Na mesa de negociação com o movimento sindical, nesta sexta-feira, 10, o Santander apresentou uma proposta de banco de horas negativo considerada insuficiente pelo movimento sindical: anistia de 10% das horas devidas, começando a contar desde 1º de abril de 2020, e com 18 meses para compensar.
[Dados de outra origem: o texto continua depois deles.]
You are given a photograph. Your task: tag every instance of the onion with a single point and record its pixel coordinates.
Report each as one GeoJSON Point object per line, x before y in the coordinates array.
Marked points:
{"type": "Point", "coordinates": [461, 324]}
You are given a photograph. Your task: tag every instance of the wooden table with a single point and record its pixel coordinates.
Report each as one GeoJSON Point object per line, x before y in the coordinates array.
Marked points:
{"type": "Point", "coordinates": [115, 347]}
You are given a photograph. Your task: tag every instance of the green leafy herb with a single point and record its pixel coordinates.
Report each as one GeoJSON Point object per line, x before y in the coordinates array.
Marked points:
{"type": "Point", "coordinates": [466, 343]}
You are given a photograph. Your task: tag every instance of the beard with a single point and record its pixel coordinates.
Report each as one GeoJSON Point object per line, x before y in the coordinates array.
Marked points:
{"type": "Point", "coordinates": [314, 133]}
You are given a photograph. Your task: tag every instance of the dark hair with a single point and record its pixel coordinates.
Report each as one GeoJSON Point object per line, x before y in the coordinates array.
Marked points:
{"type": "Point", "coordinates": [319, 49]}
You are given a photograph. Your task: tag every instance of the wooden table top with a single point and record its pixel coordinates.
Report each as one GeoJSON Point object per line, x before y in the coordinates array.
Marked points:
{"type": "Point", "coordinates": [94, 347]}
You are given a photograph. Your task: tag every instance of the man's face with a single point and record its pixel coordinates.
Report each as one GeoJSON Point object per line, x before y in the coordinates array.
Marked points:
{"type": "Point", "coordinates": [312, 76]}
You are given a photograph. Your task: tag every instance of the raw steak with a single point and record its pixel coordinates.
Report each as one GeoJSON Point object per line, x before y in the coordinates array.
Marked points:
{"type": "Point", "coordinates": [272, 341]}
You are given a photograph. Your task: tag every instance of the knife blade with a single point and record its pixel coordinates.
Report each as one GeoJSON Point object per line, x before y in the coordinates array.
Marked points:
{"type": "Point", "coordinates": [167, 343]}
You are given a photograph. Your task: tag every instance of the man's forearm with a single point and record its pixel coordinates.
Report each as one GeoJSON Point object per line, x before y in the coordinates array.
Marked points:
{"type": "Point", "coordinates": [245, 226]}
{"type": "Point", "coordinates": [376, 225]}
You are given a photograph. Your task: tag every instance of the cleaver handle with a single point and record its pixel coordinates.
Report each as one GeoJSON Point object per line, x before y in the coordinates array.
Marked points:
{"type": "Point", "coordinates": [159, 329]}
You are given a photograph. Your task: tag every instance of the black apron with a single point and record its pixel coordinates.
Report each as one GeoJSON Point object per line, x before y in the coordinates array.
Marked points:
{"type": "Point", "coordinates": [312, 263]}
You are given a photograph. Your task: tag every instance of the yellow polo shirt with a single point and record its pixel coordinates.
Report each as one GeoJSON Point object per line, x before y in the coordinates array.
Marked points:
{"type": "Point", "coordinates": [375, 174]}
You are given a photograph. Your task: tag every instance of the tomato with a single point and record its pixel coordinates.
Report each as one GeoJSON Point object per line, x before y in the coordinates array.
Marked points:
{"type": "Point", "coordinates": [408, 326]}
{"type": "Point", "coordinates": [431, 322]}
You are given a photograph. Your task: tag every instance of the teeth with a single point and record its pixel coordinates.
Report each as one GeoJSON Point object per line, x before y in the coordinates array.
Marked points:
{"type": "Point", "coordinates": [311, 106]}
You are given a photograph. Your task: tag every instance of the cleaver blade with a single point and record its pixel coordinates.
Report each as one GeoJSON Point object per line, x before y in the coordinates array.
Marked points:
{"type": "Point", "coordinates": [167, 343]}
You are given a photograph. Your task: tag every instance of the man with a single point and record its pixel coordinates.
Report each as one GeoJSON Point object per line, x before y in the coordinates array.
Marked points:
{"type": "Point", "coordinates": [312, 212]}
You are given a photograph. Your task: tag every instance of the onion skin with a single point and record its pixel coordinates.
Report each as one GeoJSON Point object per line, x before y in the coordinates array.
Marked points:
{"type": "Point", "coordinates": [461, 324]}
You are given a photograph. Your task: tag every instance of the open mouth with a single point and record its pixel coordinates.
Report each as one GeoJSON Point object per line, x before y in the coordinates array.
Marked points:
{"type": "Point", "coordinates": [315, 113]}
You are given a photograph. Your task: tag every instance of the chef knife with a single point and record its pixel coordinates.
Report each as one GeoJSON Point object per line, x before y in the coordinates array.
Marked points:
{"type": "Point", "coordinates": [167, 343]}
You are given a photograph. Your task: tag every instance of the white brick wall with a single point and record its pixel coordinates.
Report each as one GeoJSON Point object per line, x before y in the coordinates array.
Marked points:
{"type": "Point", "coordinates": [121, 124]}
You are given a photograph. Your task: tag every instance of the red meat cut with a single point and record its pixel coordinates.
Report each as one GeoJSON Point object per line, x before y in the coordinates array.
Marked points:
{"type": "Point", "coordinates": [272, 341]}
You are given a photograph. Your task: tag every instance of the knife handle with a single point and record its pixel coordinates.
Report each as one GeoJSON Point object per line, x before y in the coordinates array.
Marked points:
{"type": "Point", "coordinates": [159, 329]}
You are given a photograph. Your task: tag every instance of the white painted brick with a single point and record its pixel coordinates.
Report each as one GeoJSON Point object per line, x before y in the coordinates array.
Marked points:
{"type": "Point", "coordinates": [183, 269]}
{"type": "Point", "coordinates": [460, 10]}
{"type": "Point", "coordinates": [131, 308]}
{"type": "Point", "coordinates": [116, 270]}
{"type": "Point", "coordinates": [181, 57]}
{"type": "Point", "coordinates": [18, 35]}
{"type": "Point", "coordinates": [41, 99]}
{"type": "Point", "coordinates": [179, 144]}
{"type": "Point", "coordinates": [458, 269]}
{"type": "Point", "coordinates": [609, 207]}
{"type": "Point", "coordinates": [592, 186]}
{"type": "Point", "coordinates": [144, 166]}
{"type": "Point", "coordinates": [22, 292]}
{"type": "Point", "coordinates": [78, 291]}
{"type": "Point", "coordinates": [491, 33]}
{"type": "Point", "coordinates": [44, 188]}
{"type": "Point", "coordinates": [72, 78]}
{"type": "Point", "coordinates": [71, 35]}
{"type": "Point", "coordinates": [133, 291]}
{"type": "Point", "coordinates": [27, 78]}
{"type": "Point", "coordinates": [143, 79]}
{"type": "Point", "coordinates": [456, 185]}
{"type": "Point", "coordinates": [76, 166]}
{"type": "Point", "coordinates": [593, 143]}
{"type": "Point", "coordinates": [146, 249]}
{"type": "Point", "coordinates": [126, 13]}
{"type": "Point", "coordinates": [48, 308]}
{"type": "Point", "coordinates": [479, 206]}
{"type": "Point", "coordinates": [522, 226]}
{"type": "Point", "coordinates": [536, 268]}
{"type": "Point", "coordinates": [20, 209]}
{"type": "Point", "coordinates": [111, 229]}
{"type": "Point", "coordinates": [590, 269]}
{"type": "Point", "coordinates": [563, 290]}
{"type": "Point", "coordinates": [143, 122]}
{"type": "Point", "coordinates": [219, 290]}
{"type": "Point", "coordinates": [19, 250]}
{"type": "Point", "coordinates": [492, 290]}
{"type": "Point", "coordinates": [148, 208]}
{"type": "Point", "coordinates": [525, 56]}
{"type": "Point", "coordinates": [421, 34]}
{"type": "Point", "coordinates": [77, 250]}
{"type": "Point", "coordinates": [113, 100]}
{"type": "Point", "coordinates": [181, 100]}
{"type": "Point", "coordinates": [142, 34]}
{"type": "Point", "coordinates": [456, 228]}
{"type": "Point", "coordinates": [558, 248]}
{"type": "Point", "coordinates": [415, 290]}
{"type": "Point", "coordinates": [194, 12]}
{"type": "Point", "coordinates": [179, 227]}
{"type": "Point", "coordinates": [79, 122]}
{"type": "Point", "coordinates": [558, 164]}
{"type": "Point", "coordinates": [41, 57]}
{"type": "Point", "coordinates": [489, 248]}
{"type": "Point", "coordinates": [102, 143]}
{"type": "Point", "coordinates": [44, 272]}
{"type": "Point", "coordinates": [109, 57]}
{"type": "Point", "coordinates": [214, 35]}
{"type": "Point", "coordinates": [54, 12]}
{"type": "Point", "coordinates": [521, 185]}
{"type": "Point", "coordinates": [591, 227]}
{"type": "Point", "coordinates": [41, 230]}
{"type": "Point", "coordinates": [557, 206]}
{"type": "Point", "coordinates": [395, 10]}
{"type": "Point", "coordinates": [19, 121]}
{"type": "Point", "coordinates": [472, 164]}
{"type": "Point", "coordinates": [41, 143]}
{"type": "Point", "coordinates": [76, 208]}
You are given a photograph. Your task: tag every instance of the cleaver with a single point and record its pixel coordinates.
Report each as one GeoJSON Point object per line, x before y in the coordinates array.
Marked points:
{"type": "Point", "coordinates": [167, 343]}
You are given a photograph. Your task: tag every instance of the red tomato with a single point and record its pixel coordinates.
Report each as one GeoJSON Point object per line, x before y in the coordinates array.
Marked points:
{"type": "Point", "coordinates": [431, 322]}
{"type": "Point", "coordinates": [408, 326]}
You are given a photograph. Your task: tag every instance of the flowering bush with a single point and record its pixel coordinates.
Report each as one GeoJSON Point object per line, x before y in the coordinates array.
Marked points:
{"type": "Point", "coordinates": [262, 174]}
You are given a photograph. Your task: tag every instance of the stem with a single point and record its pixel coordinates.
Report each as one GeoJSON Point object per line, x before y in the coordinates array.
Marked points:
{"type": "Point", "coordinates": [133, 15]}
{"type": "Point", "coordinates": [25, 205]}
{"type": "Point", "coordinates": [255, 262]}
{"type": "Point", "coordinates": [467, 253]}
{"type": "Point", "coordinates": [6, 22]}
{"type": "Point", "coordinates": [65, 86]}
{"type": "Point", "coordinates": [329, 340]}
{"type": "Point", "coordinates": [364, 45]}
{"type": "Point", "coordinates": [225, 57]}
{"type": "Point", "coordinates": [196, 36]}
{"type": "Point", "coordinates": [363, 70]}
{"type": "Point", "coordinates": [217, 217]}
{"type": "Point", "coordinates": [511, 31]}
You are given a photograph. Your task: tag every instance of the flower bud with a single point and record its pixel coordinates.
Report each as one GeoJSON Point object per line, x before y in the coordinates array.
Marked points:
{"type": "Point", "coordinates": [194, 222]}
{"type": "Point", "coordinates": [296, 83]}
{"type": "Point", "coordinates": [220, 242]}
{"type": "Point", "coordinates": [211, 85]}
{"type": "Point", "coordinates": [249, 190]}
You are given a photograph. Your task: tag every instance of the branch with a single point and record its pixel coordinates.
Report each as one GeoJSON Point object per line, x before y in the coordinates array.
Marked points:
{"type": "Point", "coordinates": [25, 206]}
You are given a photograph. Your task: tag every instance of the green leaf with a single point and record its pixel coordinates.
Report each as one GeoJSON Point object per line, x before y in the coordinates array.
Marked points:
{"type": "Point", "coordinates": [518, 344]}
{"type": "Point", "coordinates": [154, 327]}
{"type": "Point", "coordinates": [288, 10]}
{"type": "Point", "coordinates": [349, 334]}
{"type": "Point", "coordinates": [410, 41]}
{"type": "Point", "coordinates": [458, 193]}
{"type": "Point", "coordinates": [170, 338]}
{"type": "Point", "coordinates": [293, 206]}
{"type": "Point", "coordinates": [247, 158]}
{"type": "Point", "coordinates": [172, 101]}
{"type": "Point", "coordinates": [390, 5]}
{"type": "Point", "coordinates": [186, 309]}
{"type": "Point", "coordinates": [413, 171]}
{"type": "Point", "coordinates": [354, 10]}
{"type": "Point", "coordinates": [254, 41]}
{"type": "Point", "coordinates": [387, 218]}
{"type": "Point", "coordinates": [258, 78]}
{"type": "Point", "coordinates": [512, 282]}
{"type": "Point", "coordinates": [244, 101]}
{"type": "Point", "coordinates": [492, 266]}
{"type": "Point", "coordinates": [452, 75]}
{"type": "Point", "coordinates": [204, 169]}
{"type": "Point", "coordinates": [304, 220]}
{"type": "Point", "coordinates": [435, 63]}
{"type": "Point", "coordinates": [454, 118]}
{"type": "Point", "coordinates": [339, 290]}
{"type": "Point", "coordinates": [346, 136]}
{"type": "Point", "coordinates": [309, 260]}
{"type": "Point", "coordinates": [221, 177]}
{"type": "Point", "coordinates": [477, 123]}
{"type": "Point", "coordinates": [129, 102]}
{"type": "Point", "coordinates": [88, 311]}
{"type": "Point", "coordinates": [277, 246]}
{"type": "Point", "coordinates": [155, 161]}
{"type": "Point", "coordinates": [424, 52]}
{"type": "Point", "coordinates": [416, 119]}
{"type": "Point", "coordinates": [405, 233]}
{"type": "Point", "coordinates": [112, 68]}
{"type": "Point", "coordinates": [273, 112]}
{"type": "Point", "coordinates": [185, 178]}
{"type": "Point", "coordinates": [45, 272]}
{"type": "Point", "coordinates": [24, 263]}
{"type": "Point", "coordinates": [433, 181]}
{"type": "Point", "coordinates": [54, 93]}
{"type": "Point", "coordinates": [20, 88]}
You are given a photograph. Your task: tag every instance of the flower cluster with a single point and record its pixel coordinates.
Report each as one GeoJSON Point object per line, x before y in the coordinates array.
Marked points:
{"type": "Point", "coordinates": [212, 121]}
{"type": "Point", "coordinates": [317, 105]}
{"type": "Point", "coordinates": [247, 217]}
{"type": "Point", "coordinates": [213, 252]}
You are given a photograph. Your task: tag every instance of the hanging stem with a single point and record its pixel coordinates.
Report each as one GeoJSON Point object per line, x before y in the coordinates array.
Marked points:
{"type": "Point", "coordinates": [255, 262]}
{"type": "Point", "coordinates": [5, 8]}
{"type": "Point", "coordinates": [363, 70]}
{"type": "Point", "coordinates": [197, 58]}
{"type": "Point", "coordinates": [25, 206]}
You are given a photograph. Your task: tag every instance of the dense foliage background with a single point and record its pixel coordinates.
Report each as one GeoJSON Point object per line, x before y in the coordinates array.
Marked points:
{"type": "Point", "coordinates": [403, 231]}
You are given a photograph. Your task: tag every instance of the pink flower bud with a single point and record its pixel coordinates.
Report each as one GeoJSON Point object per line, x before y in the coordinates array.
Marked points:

Os representantes dos funcionários reivindicam que comece a contar somente a partir de 1º de maio, que sejam abonadas todas as horas de final de março e abril, que os trabalhadores tenham 12 meses para compensar o restante e que, o que não for compensado nesse período, seja abonado.

“Temos discordância quanto ao prazo de compensação e quanto ao início da contagem das horas. Queremos que o banco melhore o prazo e anistie uma quantidade maior de horas. O banco ficou de rever e nos apresentar nova proposta na próxima semana”, informou Maria Rosani, coordenadora da mesa de negociação com o Santander.

“É importante destacar que, em outros países, o Santander nem sequer adotou a compensação de horas negativas resultantes da pandemia de coronavírus. Portanto, esperamos uma proposta mais vantajosa para os bancários brasileiros. Não podemos aceitar uma proposta que seja danosa aos trabalhadores”, afirmou Maria Rosani.

Motor de Vendas

Por outro lado, o Santander voltou a defender o Motor de Vendas, objeto de diversas denúncias de bancários. Para o banco, o programa de metas tem o objetivo de orientar os trabalhadores na entrega de metas diárias, o que, segundo o Santander, incentivaria os funcionários.

“Não é esse relato que chega até nós. Os bancários nos contam que são cobrados diariamente por audioconferências e por telefone, que se sentem assediados, e que esse clima de pressão constante tem causado adoecimentos psíquicos e físicos”, contrapôs a coordenadora da mesa de negociação.

Rosani acrescentou que o Motor de Vendas também aumenta a sobrecarga dos bancários, uma vez que, como o banco mesmo admitiu, as metas diárias não anulam as metas mensais do programa Mais Certo, o tradicionalmente implementado na rede de agências. “Nós cobramos maior transparência do Santander em relação às metas, uma vez que já existe um programa mensal, não há sentido estabelecer mais metas diárias”, disse.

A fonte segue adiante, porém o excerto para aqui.